Потом прошлой осенью папа от нас ушел, и мама продала несколько картин, про которые знала, что они ценные, хоть и притворялась, будто это не так, чтобы обеспечить нас как раз на такой крайний случай, который она, разумеется, всегда предвидела. Внезапно с деньгами у нас стало все в порядке, ну или почти. И однажды Корделия, Мэри, Ричард Куин и я пошли в питомник на окраине Лавгроува, заказали доставку комнатных растений к Новому году и купили луковицы гиацинтов и тюльпанов, чтобы сразу же их посадить. Мы держали эту затею в тайне от мамы, и это было к лучшему, потому что гиацинты так и не взошли. Нас это ужасно огорчило, поскольку подлило масла в огонь Корделии. Зато остальные цветы расцвели, что стало пусть и маленькой, но основательной победой. Алые и золотые тюльпаны, выросшие из круга лакфиолей, выглядели намного лучше, чем их современные потомки, потому что садоводы тогда не придавали им красные и желтые оттенки, и цвет их был темно-коричневым и нежным, как карие глаза; и мы стояли, упиваясь удовлетворением.
– Ах, как пахнут, как пахнут эти лакфиоли! – воскликнула девичьим голосом наша старая, худая и измученная мама. Как и всегда в мгновения величайшей радости, она была нам не матерью, а сестрой.

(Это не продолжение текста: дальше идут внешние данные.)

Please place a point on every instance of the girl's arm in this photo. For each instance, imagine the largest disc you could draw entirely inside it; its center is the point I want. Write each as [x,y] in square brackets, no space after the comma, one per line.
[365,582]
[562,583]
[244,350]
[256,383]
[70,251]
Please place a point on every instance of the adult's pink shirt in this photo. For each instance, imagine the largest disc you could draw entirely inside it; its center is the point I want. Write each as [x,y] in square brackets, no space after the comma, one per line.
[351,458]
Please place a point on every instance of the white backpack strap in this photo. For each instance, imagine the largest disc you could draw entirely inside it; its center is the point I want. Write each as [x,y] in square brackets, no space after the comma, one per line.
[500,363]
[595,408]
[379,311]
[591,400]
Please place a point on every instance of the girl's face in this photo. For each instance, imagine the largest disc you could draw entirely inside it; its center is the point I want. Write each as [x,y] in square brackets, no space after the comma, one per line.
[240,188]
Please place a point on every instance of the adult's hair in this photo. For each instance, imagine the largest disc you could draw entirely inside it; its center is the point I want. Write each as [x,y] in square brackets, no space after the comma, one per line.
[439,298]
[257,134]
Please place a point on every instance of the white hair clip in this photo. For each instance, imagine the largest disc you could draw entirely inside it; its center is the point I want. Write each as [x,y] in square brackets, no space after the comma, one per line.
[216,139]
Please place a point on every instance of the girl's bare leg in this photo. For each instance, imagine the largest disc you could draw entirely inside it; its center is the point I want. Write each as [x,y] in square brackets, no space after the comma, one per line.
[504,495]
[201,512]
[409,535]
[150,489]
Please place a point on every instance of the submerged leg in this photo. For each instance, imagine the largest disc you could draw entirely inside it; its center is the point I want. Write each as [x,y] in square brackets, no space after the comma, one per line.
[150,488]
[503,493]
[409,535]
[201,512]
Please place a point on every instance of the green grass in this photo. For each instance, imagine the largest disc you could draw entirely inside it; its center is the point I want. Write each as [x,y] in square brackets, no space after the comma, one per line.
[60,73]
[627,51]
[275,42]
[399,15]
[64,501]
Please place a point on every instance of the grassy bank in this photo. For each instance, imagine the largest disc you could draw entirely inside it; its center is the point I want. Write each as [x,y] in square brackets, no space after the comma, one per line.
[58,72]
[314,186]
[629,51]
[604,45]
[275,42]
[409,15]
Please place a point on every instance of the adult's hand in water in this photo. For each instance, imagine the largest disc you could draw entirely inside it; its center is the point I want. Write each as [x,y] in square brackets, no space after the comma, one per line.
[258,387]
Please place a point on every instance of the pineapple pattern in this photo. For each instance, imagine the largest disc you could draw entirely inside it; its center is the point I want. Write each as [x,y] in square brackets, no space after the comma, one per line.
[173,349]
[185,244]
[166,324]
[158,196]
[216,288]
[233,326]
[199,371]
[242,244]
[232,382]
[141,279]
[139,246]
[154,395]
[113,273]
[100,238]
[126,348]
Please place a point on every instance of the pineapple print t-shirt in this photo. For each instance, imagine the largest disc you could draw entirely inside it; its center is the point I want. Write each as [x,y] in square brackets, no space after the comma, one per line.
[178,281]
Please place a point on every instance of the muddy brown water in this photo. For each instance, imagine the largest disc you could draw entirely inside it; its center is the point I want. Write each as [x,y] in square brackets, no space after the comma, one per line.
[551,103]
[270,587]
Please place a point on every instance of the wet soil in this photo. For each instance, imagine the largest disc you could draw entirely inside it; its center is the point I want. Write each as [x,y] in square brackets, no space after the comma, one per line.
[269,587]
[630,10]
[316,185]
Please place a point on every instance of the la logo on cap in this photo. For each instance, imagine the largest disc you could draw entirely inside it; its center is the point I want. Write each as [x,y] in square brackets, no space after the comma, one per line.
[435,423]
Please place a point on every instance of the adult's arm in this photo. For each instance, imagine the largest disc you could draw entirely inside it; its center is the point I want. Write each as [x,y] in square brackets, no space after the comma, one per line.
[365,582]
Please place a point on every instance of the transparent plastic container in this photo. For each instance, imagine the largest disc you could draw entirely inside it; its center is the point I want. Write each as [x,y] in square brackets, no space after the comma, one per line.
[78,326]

Я обняла ее за талию и в очередной раз поразилась тому, что всем нам казалось странным в наших отношениях с ней. Мы переросли ее и могли покровительственно смотреть на нее сверху вниз так же, как еще недавно смотрела на нас она. Нас это удивляло, словно ничего подобного никогда не случалось ни в одной другой семье. Я была бы очень счастлива, если бы счастье в то время не оборачивалось для меня своей противоположностью. У мамы появилось достаточно денег, у нас, девушек, – уверенность в будущем, а Ричард Куин всегда мог о себе позаботиться. Теперь мы, как и другие люди, могли выращивать цветы и делать все, что удавалось им. Но пока папа не ушел, так не было, и мы как будто променяли его на все эти вещи. Я хотела объяснить Богу, что с готовностью обошлась бы без них, лишь бы отец вернулся. Но мое горе от его утраты уже притупилось. И это стало еще одним горем, поскольку свидетельствовало о моей черствости. И все же я пользовалась своей черствостью, я смотрела на тюльпаны и слушала, что говорили остальные, зная, что скоро забуду думать о папе; так и случилось.
– Давайте всегда дарить друг другу луковицы и растения на Рождество и дни рождения, – сказала Мэри, – тогда мы сможем заполнить и остальные клумбы.
– На это уйдет столько лет, что мы успеем состариться, – возразила Корделия, но она тоже была счастлива, произносила свои горькие слова без горечи.
– Нет, дорогие, – сказала мама, – вам не нужно об этом беспокоиться. Разумеется, мы должны соблюдать осторожность, пока у вас все не устроится, но даже сейчас я могу позволить себе отложить кое-что для сада.
Она так долго была бедна, что даже когда говорила, мол, у нее есть на что-то деньги, то это звучало так, будто мама боялась, что у нее их нет. Мы смутно почувствовали, что Ричард Куин немного жесток, когда он сказал:
– Тогда отложи достаточно, чтобы раз в месяц вызывать приходящего садовника, не дожидаясь, пока торговцам придется прорубать себе дорогу топорами… мачете…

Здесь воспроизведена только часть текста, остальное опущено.